Effort always has been a big part of Kupchak's game; the willingness to scrape his knees. Without it, he says, "I'm just an average Joe."
He was far from average Sunday. General Manager Bob Ferry, who watched Kupchak on the NBC telecast, said, "He looked very good. I saw some of the old bounce and agressiveness. He dove on the floor a couple of times. He played with some of that reckless abandon.
"The big thing about Mitch is that he has such an active, lively body for someone 6-11. I saw that Mitch Sunday.
"Last year, he lost weight and he lost confidence," Ferry added. "Sunday, he had confidence in himself. That was the big thing lacking last year."
Dean Smith, Kupchak's coach at North Carolina and at the 1976 Olympics, said, "You can't have confidence if you don't play. He knew he would have playing time with me."
Smith said he "has never seen a Mitch that wasn't back." But, he, too, was pleased with Kupchak's performance. "He was a dominant rebounder, and I love the way he was running. And he had no pain."
Last winter, with his aching back up against the wall, Kupchak called it quits for the season. The bullets were not winning, he was not playing, and "that as bad as you can get," he said.
He did not snap. He started to think about what he had to do to "get back into Bullet condition." He decided to return to Chapel Hill for the summer to "break away from Washington," the hassles and the pressures, and see what he could do.
He got himself a locker in the gym "back where the freshmen are," enrolled in a course on the New Testament and went to work. He has put on 28 pounds, working with weights. "Earned weight," he said.
He has been working on developing his lower body, his hips and waist. "I've always been strong enough to hold my own," he said. "But my lower body has to be overdeveloped to compensate for what I lost through my operations."
At first, he was just shooting around. Then he began to play half-court with some of the pros who summer in Greensboro knowing there always will be a game: Bob McAdon Tom LaGarde, Phil Ford.
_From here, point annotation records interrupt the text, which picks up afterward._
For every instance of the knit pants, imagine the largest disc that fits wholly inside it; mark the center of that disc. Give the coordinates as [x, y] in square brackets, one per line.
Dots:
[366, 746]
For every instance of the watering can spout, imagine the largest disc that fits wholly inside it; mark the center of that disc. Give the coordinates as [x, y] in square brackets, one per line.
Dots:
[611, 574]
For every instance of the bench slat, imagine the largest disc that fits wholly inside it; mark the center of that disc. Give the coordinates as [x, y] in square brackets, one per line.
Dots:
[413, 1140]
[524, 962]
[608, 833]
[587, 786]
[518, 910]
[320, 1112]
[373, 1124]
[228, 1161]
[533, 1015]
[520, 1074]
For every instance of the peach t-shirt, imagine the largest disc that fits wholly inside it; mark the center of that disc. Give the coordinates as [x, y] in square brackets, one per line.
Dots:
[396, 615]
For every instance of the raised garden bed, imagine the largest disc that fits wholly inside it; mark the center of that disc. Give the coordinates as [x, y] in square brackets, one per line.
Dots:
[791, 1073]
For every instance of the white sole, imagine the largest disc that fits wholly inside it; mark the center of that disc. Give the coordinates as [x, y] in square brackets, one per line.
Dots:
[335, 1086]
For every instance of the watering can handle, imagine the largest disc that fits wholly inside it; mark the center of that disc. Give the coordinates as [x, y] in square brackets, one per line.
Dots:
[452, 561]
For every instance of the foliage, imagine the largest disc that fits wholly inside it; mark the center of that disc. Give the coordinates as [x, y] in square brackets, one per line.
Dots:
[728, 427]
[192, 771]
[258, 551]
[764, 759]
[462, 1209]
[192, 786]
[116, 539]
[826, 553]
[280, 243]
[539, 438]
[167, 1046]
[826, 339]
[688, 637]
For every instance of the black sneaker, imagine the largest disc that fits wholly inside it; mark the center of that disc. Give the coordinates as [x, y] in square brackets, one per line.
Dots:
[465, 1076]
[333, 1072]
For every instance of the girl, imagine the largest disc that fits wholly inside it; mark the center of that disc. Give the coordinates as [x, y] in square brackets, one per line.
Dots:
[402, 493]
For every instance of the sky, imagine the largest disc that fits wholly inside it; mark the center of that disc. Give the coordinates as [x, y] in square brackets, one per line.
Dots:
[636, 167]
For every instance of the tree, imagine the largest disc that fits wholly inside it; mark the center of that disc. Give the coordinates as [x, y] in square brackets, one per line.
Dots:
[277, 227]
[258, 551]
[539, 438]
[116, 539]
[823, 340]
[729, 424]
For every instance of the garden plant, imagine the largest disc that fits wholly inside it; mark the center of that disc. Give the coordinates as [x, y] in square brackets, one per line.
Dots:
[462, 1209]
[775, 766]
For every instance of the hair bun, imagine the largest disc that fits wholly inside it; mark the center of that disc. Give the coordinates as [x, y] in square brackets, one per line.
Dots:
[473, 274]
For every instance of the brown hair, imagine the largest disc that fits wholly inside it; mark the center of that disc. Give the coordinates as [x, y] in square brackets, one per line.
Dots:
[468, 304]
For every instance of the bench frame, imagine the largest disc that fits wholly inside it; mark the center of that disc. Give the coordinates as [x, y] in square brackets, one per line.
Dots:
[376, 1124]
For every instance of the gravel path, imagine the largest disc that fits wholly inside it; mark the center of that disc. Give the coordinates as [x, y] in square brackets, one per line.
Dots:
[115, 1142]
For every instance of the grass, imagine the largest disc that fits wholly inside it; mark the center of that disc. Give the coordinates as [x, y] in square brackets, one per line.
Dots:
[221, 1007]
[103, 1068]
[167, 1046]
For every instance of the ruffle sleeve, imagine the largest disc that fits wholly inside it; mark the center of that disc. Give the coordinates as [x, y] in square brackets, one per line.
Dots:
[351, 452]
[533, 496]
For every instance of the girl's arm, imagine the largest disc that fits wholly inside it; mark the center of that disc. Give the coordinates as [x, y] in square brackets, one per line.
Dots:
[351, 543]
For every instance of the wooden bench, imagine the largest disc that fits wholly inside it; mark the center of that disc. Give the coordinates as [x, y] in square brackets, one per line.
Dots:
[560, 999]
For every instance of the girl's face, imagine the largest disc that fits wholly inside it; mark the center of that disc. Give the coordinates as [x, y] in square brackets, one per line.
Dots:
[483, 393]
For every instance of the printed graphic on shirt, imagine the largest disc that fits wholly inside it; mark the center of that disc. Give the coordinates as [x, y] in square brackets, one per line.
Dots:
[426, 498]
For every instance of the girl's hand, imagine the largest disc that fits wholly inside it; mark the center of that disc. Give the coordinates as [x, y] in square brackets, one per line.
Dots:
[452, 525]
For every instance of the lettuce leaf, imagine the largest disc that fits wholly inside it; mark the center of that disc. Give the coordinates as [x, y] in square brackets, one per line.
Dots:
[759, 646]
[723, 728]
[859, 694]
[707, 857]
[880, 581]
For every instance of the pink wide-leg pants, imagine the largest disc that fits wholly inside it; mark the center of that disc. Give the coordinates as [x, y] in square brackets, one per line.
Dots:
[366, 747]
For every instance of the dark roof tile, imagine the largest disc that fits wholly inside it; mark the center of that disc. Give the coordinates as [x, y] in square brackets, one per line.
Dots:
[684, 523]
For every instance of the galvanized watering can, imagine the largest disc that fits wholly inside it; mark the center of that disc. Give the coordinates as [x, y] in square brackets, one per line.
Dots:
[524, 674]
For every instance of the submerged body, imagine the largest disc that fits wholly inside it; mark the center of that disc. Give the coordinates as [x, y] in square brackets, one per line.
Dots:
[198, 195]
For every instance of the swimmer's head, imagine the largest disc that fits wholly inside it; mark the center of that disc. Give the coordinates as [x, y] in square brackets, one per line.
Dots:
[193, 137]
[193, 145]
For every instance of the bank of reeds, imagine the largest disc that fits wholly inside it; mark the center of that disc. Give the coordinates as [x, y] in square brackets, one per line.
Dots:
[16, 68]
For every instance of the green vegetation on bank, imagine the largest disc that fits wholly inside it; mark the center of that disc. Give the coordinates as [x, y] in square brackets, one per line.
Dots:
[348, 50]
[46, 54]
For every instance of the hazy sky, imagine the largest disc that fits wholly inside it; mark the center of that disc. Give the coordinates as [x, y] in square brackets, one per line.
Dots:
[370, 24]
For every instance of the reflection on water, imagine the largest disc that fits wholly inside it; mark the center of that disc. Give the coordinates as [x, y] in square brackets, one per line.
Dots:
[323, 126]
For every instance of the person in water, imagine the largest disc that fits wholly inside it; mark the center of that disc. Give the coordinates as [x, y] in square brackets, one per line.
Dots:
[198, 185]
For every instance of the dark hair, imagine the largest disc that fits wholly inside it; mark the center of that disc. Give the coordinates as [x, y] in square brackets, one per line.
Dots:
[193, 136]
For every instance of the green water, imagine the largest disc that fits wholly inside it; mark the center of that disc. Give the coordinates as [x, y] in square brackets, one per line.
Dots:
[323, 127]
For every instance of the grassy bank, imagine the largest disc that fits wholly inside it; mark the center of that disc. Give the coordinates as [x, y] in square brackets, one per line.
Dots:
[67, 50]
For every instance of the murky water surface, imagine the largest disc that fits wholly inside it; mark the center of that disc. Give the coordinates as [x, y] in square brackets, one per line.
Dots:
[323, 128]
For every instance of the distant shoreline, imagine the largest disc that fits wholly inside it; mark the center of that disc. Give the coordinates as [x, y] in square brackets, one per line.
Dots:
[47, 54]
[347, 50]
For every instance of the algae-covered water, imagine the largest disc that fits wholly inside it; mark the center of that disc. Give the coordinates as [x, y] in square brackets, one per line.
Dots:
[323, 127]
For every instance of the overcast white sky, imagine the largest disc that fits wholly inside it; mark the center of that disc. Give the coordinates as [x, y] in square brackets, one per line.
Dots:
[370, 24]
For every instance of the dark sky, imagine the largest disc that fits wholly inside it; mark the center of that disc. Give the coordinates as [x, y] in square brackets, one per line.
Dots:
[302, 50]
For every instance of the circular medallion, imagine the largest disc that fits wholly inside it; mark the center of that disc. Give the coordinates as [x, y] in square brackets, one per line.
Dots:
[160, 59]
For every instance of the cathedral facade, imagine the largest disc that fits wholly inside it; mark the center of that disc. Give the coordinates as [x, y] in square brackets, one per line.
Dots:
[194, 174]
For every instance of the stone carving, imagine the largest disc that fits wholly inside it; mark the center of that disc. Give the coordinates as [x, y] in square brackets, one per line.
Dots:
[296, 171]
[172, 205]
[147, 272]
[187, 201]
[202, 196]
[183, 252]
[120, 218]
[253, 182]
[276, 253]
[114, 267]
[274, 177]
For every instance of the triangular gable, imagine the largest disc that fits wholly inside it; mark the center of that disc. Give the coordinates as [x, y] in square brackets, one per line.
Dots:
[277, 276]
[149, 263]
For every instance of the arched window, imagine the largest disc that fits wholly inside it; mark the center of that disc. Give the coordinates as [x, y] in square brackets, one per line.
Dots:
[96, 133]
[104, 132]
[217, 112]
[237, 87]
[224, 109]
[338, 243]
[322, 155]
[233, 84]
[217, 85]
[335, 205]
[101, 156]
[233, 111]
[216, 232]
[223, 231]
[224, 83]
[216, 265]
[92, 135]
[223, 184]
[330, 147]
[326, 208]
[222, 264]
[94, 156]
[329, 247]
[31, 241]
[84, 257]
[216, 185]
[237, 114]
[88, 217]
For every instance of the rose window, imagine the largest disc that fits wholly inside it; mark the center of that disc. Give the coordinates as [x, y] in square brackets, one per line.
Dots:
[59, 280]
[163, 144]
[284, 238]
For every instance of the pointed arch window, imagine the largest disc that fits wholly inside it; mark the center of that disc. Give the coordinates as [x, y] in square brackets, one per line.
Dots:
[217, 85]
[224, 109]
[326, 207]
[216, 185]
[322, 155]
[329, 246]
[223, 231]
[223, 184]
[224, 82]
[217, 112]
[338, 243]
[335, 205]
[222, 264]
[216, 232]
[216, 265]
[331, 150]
"Jeff Wolf (former Carolina player) told me he was really dominating things," Smith said. "And CAdoo was impressed."
Then two weeks ago, Kupchak began to play. Really play. "It was a pickup game . . . I did things . . . I just felt I played dynamite. I missed some easy shots. But I just felt so strong. I felt that there was no one out there who can outjump me or get a rebound away from me.
"It's almost like a machine . . . I'm not in synch yet with my shooting, and my moves. But I did things I haven't done in a long time. Tearing the ball down. Standing still and jumping for a dunk without getting some running steps."
Later that night, he went out for dinner and a beer with a friend. "I overheard a guy say, 'He was playing again. Mitch is back.' I already knew I played well, and now someone was saying it. That's when it hit me."
And that's why, he says, "I walked out of the gym two weeks ago by myself at 7:30 one night much more satisfied than I did on Sunday."
He's not really sure how to feel about it. He wanted to "come back to Washington in October with a big bang. Now," he said, "everyone will be expecting a lot of me."
It was great to have people in the stands Sunday, and the media coverage, he said. "But in a way, it would have been nicer to have nothing at all. I'm out to prove something to myself. I'm not out to prove it to them."